Sus ojos volvieron a posarse en el sombrero de ala ancha y reparó en los hombros del hombre y en la agitación nerviosa y la agilidad con que manejaba la barca, y tuvo la primera sombra de duda, porque aquel voluntario que estaba abajo tenía algo distinto del fornido remero que había visto desde la ventana. Sus sospechas eran tan débiles que no comprendió realmente sus implicaciones. Y sin embargo, el hecho de que hubiera surgido cierto malestar, cierta sombra de duda, por vaga que fuera, bastó para que la condesa respirara hondo y, con una voz tan poderosa y potente que la figura del hombre se sobresaltó al oírla, atronó:
—¡Voluntario!
Allá abajo, el hombre parecía tener tantas dificultades que no podía evitar que la embarcación tragara agua y mirar a la condesa al mismo tiempo.
—¿Milady? —exclamó, agitando febrilmente el remo, como si hubiera de luchar para mantener su posición bajo el agujero—. ¿Sí, milady?
—¿Estás ciego? —dijo la voz desde arriba—. ¿Es que se te han podrido los ojos en la cara? —¿Qué querría decir con aquello? ¿Acaso había visto…?—. ¿Por qué no me has informado? ¿Es que no la has visto? —atronó la voz.
—Es… difícil… controlar el bote, milady, y no digamos…
—¡La canoa, hombre! ¿Es que no significa nada para ti que la canoa del traidor esté colgada del techo? Déjame ver tú…
Pero en ese momento, una nueva ola llegó por la ventana y arrastró la barca de Pirañavelo como si fuera una hoja, y mientras las aguas agitadas la hacían girar, alejándola del centro, la barca se ladeó tanto que la condesa vio un destello de blanco y escarlata bajo el sombrero de ala ancha y, casi al mismo tiempo, sus ojos se desviaron de su presa, pues un rostro vacío acababa de aparecer entre las olas, justo debajo de ella. El rostro se meció por unos momentos como una hogaza de pan y volvió a hundirse.
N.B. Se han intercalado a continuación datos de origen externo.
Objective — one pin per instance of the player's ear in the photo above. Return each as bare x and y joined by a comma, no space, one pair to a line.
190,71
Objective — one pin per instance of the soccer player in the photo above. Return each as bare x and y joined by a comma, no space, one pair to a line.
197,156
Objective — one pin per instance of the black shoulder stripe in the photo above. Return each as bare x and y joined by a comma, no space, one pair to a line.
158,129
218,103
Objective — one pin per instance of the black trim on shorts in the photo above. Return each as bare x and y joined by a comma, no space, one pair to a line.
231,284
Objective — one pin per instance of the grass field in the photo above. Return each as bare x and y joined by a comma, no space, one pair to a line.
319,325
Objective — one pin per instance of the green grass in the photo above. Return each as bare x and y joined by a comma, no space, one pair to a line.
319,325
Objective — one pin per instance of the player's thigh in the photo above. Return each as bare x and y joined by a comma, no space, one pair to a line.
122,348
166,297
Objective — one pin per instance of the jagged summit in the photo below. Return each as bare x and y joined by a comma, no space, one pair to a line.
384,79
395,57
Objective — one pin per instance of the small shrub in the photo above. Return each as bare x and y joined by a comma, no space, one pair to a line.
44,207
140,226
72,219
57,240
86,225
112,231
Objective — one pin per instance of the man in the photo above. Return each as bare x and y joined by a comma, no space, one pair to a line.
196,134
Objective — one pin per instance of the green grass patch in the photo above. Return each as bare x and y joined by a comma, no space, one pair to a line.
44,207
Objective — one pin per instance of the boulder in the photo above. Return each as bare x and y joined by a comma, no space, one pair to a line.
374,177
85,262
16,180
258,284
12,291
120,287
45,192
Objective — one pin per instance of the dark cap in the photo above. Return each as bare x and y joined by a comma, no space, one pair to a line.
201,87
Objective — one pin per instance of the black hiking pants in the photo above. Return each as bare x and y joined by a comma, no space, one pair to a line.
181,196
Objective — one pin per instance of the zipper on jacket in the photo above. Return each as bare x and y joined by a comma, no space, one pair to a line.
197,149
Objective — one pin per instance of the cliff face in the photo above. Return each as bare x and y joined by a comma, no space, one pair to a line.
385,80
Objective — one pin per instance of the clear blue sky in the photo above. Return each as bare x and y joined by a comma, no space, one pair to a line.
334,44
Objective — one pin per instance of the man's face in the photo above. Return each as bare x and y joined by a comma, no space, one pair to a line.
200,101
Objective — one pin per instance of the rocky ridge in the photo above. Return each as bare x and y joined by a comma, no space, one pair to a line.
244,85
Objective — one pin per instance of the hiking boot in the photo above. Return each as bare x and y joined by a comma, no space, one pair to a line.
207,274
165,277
La condesa había sentido morir el mundo en su interior y entonces, con una rapidez increíble, vio los dos rostros, el uno detrás del otro, y su pesar, su rencor reflexivo, su sed de mal, su decepción se transformaron en un arrollador vigor de mente y cuerpo. Su ira cayó como el látigo sobre las aguas de la habitación de abajo. En cuestión de segundos, había visto al traidor de rostro rojiblanco y al voluntario.
El porqué de que el bote estuviera colgando del techo y un sinfín de preguntas más dejaron de tener relevancia. Eran totalmente académicas. Nada importaba, salvo la muerte del hombre del sombrero de ala ancha.
Por un instante, la condesa pensó en engañarlo, pues no era probable que hubiera visto el rostro aparecer entre las olas, ni supiera que ella lo había visto. Pero no era momento para juegos ni engaños… no era momento para dilaciones. Cierto que podía haber dado orden en secreto para que los botes que aguardaban en el exterior penetraran en la cueva y lo prendieran, después de distraer su atención de la ventana arrojando algún objeto desde arriba. Pero todas aquellas sutilezas no le parecían importantes, pues su ánimo le pedía una muerte rápida y definitiva en el nombre de las Piedras.